Tracking changes create concerns
- April 26, 2025
- Posted by: Web workers
- Category: Workers Comp
Recent changes to the electronic record-keeping rule have caused concern for employee advocates.
The U.S. Occupational Safety and Health Administration amended the regulation by rescinding the requirement for organizations with 250 or more employees to electronically submit information from OSHA forms 300 and 301, but the organizations are still required to submit information from their Form 300A summaries, including confidential business information.
In March, the attorneys general of six states filed a lawsuit challenging the rollbacks on the grounds that the agency failed to provide a “reasoned explanation” for its actions.
Deborah Berkowitz, senior fellow at the Washington-based National Employment Law Project, said OSHA has not filled the additional 33 full-time jobs allotted to the agency for 2019, and she is concerned that any further rollbacks of the electronic record-keeping rule, such as the requirement to provide OSHA with summary data, “would be really bad.

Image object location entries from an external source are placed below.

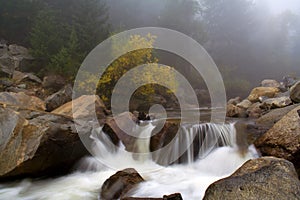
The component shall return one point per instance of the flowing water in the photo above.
(191, 179)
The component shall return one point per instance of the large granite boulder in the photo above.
(283, 139)
(59, 98)
(295, 92)
(235, 111)
(270, 83)
(265, 178)
(120, 183)
(84, 107)
(278, 102)
(117, 134)
(22, 100)
(37, 144)
(258, 92)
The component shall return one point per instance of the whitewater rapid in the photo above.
(191, 180)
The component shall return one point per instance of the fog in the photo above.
(248, 40)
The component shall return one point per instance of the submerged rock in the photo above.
(258, 92)
(120, 183)
(283, 139)
(270, 83)
(278, 102)
(263, 178)
(37, 144)
(235, 111)
(234, 101)
(295, 92)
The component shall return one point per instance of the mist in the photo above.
(249, 40)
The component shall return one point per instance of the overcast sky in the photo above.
(278, 6)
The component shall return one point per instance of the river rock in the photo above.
(116, 134)
(295, 92)
(264, 178)
(275, 115)
(59, 98)
(270, 83)
(176, 196)
(120, 183)
(283, 139)
(255, 110)
(245, 104)
(85, 107)
(38, 144)
(20, 76)
(279, 102)
(22, 100)
(53, 82)
(235, 111)
(234, 101)
(258, 92)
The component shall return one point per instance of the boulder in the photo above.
(289, 81)
(20, 76)
(83, 107)
(264, 178)
(22, 100)
(258, 92)
(35, 144)
(16, 50)
(255, 110)
(7, 65)
(176, 196)
(283, 139)
(274, 116)
(53, 82)
(295, 92)
(116, 134)
(235, 111)
(59, 98)
(278, 102)
(120, 183)
(245, 104)
(270, 83)
(234, 101)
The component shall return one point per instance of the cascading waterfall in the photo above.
(216, 158)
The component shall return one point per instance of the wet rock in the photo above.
(269, 92)
(270, 83)
(120, 183)
(16, 50)
(295, 92)
(255, 110)
(37, 144)
(176, 196)
(274, 116)
(279, 102)
(20, 76)
(53, 82)
(283, 139)
(263, 178)
(235, 111)
(117, 134)
(59, 98)
(234, 101)
(22, 100)
(289, 81)
(84, 107)
(245, 104)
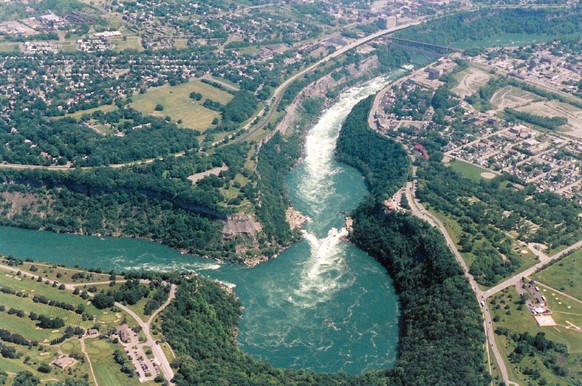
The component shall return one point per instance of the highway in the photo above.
(280, 91)
(419, 211)
(157, 351)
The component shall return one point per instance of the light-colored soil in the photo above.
(557, 109)
(215, 171)
(241, 224)
(295, 218)
(511, 97)
(471, 82)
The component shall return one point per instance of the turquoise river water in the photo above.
(323, 304)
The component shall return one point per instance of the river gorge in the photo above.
(323, 304)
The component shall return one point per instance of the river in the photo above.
(323, 304)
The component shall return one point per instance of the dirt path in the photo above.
(84, 351)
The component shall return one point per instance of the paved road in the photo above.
(84, 351)
(528, 272)
(419, 211)
(159, 354)
(157, 351)
(280, 91)
(559, 292)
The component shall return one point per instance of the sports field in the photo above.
(178, 105)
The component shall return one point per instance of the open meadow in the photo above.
(564, 275)
(178, 105)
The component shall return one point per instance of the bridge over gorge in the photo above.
(422, 45)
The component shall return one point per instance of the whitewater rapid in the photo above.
(322, 273)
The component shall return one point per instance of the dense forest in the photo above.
(429, 281)
(275, 161)
(488, 210)
(383, 162)
(68, 140)
(200, 323)
(470, 27)
(200, 326)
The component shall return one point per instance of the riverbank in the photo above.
(426, 275)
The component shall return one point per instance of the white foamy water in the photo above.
(323, 271)
(320, 144)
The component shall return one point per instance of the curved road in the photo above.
(157, 351)
(280, 91)
(419, 211)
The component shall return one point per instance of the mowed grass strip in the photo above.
(50, 272)
(467, 170)
(178, 105)
(521, 321)
(565, 275)
(25, 327)
(106, 370)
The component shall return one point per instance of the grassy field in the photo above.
(104, 108)
(64, 275)
(179, 106)
(506, 310)
(565, 275)
(106, 370)
(513, 97)
(470, 81)
(32, 287)
(132, 43)
(468, 170)
(9, 47)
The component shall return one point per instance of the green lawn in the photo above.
(104, 108)
(132, 43)
(521, 321)
(468, 170)
(32, 287)
(565, 275)
(64, 275)
(178, 105)
(106, 370)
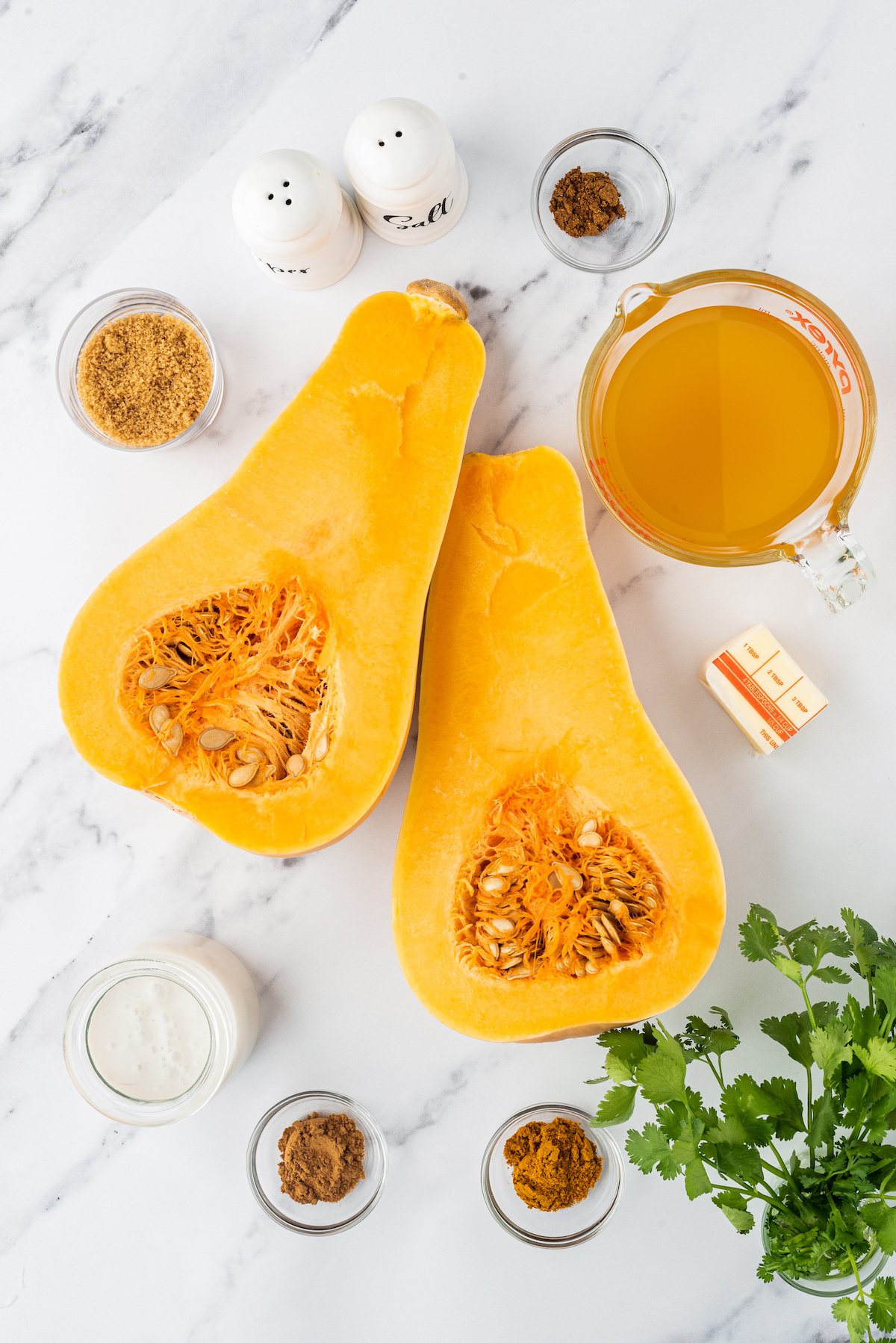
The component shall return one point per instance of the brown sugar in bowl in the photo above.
(137, 370)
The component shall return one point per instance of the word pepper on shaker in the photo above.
(408, 182)
(300, 225)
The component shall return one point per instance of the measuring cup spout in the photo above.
(638, 303)
(837, 565)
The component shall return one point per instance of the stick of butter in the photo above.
(762, 688)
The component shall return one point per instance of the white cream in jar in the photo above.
(152, 1037)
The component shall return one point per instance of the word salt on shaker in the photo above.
(301, 227)
(408, 182)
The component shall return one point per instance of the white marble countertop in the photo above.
(122, 131)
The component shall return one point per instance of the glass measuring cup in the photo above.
(817, 538)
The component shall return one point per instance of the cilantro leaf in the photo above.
(879, 1058)
(696, 1179)
(862, 940)
(759, 935)
(884, 984)
(652, 1150)
(788, 967)
(855, 1315)
(830, 1048)
(785, 1107)
(812, 943)
(855, 1095)
(824, 1122)
(832, 976)
(662, 1077)
(625, 1043)
(882, 1218)
(702, 1037)
(735, 1208)
(743, 1105)
(617, 1105)
(736, 1161)
(883, 1309)
(793, 1033)
(862, 1023)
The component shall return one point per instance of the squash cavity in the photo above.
(555, 887)
(237, 685)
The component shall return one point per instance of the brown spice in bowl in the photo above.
(586, 203)
(554, 1164)
(323, 1158)
(144, 378)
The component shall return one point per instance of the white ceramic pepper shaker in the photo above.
(408, 182)
(300, 225)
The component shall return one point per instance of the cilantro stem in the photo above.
(859, 1285)
(785, 1169)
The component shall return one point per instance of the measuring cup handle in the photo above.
(837, 565)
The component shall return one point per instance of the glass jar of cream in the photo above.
(156, 1035)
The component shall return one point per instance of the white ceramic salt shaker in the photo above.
(408, 182)
(302, 229)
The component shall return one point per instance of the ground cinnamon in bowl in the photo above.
(554, 1164)
(586, 203)
(323, 1158)
(144, 378)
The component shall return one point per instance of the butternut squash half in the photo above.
(555, 875)
(255, 664)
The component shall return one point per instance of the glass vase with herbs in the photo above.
(812, 1158)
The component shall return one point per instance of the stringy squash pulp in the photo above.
(254, 665)
(554, 873)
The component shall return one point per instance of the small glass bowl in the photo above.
(262, 1161)
(644, 187)
(837, 1284)
(100, 313)
(567, 1225)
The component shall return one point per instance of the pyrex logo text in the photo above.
(818, 335)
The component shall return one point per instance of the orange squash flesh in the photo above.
(524, 677)
(348, 494)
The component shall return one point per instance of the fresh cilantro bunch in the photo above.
(813, 1156)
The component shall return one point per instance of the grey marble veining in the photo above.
(121, 133)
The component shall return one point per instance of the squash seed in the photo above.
(172, 739)
(153, 678)
(563, 869)
(590, 840)
(159, 716)
(215, 739)
(250, 755)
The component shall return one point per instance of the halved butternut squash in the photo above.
(254, 665)
(555, 875)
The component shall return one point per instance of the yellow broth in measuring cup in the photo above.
(727, 419)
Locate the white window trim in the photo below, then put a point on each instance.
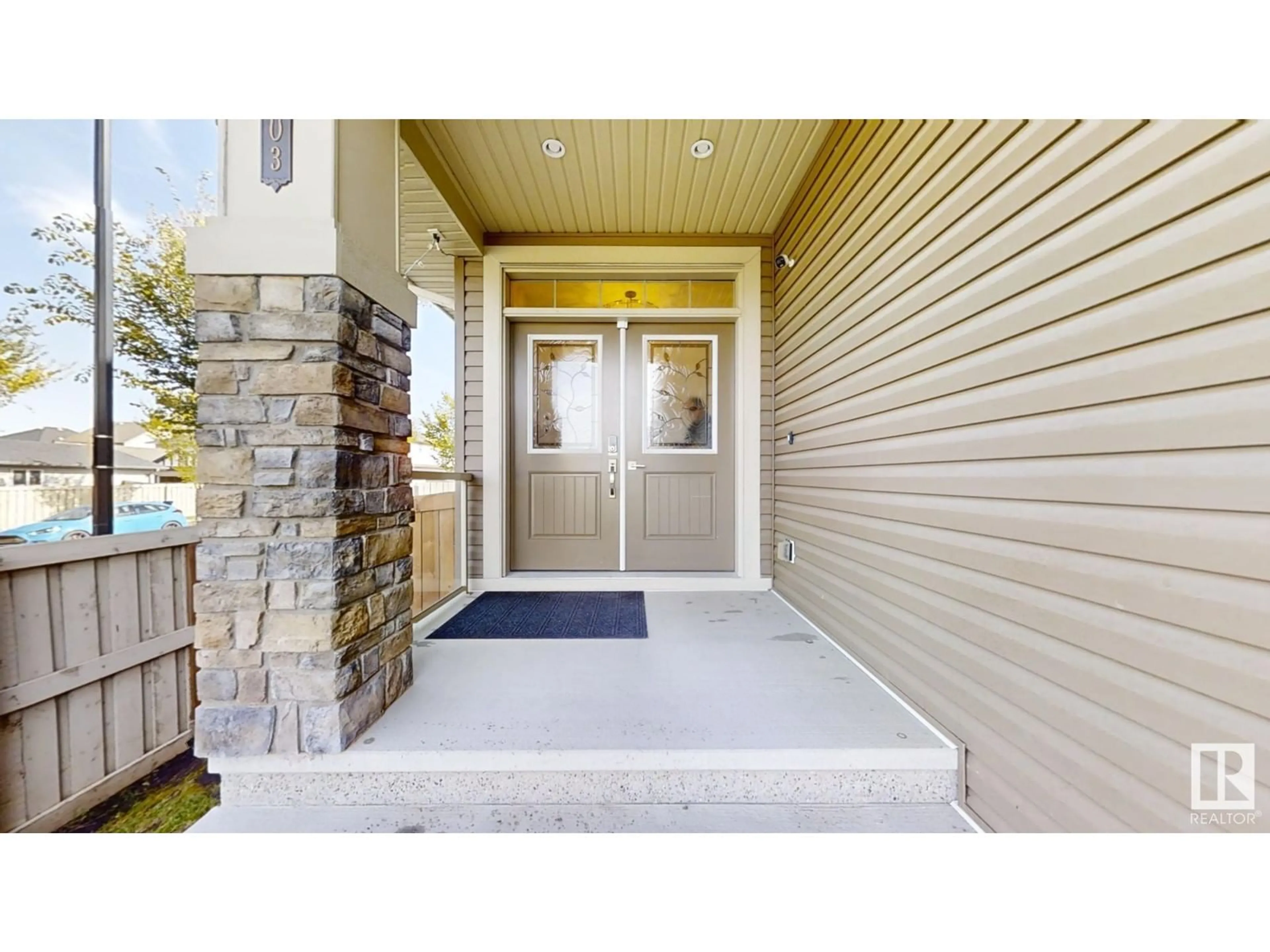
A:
(745, 264)
(646, 446)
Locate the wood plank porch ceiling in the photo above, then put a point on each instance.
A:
(488, 182)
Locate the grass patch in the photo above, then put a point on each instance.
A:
(168, 800)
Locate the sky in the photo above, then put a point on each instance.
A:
(46, 168)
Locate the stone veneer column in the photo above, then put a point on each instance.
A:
(304, 586)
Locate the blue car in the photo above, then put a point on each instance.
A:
(78, 522)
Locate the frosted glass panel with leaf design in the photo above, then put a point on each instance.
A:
(566, 381)
(681, 399)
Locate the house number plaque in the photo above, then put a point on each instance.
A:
(276, 153)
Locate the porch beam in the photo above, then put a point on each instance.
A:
(425, 151)
(628, 240)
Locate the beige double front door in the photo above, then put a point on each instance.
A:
(623, 447)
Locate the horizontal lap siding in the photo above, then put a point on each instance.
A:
(1028, 367)
(472, 317)
(768, 361)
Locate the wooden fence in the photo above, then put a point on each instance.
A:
(96, 669)
(26, 504)
(434, 549)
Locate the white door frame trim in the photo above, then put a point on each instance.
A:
(742, 262)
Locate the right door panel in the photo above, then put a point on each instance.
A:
(680, 454)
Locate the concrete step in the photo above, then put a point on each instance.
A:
(611, 818)
(588, 777)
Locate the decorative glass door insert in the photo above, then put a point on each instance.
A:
(680, 394)
(564, 394)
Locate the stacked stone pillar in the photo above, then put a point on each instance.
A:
(304, 591)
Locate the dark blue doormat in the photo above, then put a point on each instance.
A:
(549, 615)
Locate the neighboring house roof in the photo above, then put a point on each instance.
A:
(48, 435)
(63, 456)
(124, 432)
(150, 454)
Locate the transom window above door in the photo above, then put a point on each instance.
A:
(625, 294)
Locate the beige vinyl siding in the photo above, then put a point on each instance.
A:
(1028, 367)
(470, 317)
(628, 176)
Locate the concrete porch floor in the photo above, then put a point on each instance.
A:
(735, 714)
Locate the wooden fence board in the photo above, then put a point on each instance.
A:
(125, 633)
(434, 549)
(96, 671)
(83, 705)
(40, 740)
(13, 795)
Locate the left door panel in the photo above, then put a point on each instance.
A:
(566, 416)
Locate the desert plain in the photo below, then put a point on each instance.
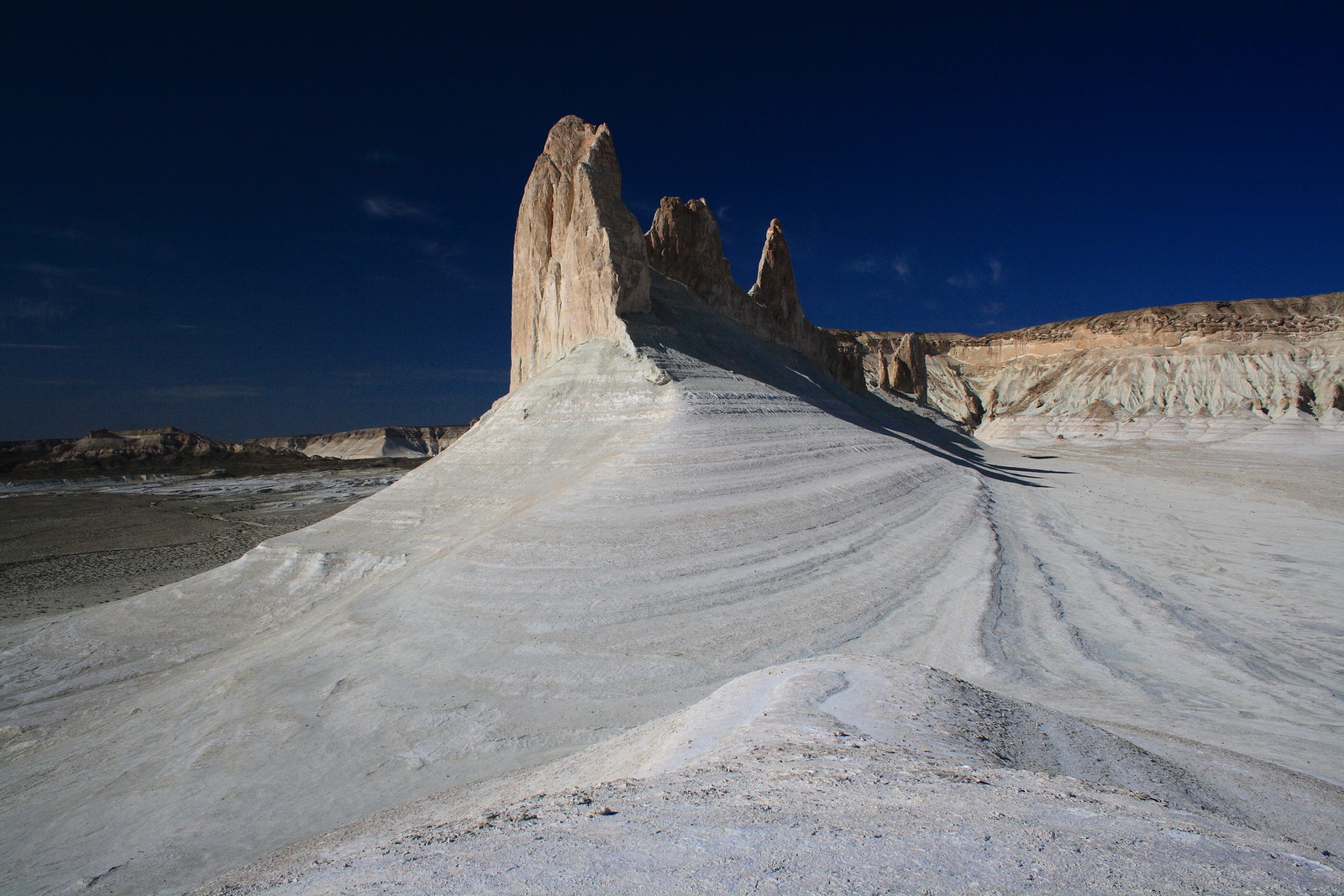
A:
(718, 600)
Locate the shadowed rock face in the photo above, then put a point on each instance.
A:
(776, 286)
(382, 441)
(685, 244)
(578, 253)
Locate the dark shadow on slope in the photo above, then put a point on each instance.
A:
(680, 322)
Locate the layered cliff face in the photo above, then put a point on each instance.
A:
(382, 441)
(1158, 371)
(578, 253)
(611, 544)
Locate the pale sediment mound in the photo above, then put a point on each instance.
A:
(847, 774)
(665, 503)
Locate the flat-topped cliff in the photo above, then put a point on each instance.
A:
(1186, 369)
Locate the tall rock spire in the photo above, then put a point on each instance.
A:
(774, 286)
(578, 254)
(685, 244)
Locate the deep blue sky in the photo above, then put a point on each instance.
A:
(259, 219)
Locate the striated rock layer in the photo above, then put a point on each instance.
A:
(1205, 371)
(578, 254)
(667, 504)
(381, 441)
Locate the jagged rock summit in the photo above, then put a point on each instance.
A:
(578, 254)
(667, 508)
(581, 265)
(582, 271)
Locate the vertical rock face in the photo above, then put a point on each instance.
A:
(578, 254)
(685, 244)
(776, 288)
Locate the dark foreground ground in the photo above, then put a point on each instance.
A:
(77, 543)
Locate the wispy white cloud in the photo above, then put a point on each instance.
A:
(389, 207)
(199, 392)
(34, 345)
(974, 280)
(34, 309)
(900, 266)
(864, 265)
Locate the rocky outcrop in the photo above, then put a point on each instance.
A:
(578, 253)
(580, 264)
(382, 441)
(1121, 372)
(167, 449)
(685, 244)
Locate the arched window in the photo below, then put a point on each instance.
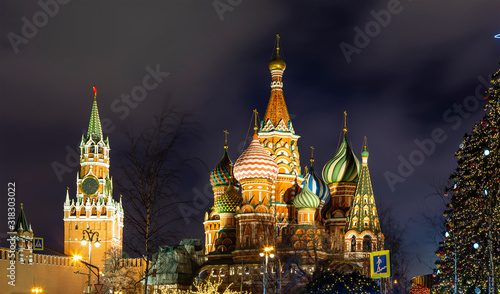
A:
(367, 244)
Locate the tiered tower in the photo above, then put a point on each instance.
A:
(278, 137)
(93, 208)
(341, 173)
(363, 233)
(220, 177)
(282, 211)
(24, 236)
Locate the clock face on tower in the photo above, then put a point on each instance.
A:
(90, 185)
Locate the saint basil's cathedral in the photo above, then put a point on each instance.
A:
(264, 203)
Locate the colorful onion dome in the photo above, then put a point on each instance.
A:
(306, 199)
(255, 163)
(227, 202)
(316, 184)
(220, 174)
(343, 167)
(277, 62)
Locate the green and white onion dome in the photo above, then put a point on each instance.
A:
(220, 175)
(229, 201)
(306, 199)
(343, 167)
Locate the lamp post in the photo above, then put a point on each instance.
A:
(90, 237)
(267, 253)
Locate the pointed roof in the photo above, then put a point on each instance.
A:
(220, 175)
(363, 206)
(277, 112)
(21, 222)
(229, 201)
(315, 183)
(95, 129)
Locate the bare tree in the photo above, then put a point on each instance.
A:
(156, 161)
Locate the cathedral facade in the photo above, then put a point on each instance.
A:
(270, 218)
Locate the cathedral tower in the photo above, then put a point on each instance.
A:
(256, 171)
(341, 173)
(24, 236)
(363, 234)
(220, 177)
(93, 208)
(278, 137)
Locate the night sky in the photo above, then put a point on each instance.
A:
(415, 70)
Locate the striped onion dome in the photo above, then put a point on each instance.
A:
(306, 199)
(343, 167)
(316, 184)
(255, 163)
(227, 202)
(220, 175)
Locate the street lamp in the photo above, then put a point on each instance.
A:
(90, 237)
(268, 253)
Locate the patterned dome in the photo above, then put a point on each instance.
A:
(220, 174)
(316, 184)
(255, 163)
(228, 201)
(343, 167)
(306, 199)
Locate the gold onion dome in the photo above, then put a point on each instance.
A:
(277, 62)
(306, 199)
(229, 201)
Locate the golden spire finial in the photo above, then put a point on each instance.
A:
(277, 44)
(345, 122)
(312, 156)
(255, 128)
(225, 139)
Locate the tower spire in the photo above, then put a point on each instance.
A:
(95, 129)
(277, 45)
(276, 116)
(345, 123)
(255, 128)
(312, 156)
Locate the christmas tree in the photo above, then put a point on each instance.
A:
(470, 252)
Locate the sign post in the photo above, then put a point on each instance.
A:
(98, 287)
(380, 265)
(37, 243)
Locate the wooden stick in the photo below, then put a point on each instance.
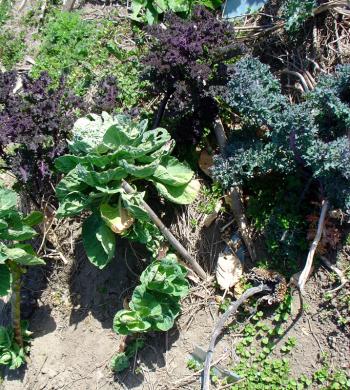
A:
(169, 236)
(219, 326)
(343, 279)
(306, 271)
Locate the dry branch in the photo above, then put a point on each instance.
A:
(169, 236)
(219, 326)
(306, 271)
(343, 280)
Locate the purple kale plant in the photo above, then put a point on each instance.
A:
(182, 64)
(35, 119)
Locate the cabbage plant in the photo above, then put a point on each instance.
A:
(104, 151)
(15, 255)
(154, 306)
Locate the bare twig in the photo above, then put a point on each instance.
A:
(169, 236)
(306, 271)
(343, 280)
(221, 323)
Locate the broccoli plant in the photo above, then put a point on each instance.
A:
(182, 65)
(308, 141)
(105, 151)
(154, 305)
(15, 255)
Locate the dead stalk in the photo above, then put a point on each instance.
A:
(306, 271)
(168, 235)
(219, 326)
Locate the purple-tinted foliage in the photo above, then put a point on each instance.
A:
(182, 63)
(34, 125)
(106, 96)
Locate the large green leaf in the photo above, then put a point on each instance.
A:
(139, 171)
(34, 218)
(70, 183)
(133, 203)
(5, 286)
(8, 199)
(88, 132)
(73, 204)
(172, 172)
(117, 218)
(185, 194)
(98, 241)
(18, 232)
(24, 255)
(66, 163)
(94, 179)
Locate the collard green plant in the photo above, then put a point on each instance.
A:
(15, 255)
(105, 150)
(11, 354)
(154, 306)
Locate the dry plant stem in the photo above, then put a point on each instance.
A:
(236, 195)
(306, 271)
(343, 280)
(16, 273)
(219, 326)
(169, 236)
(68, 5)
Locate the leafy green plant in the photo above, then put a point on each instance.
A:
(11, 354)
(120, 361)
(12, 48)
(5, 8)
(105, 151)
(154, 304)
(151, 11)
(88, 51)
(14, 257)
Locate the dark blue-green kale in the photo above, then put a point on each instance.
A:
(309, 139)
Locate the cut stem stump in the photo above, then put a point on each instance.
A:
(169, 236)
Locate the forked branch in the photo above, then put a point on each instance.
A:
(168, 235)
(310, 257)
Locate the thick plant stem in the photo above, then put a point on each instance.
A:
(16, 273)
(236, 195)
(168, 235)
(220, 325)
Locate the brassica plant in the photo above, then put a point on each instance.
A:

OSHA uses that data for targeted inspections.” But the electronic record-keeping places a burden on employers and can also be used by union workers or plaintiffs’ attorneys to further their campaigns when it is publicly available, said Jason Mills, partner and employer representative in the Los Angeles office of Morgan, Lewis & Bockius LLP.
“Fortunately, OSHA cut (the electronic record-keeping provisions) down, but it’s not ideal,” he said. “But I don’t see anything really changing on that in the immediate future.”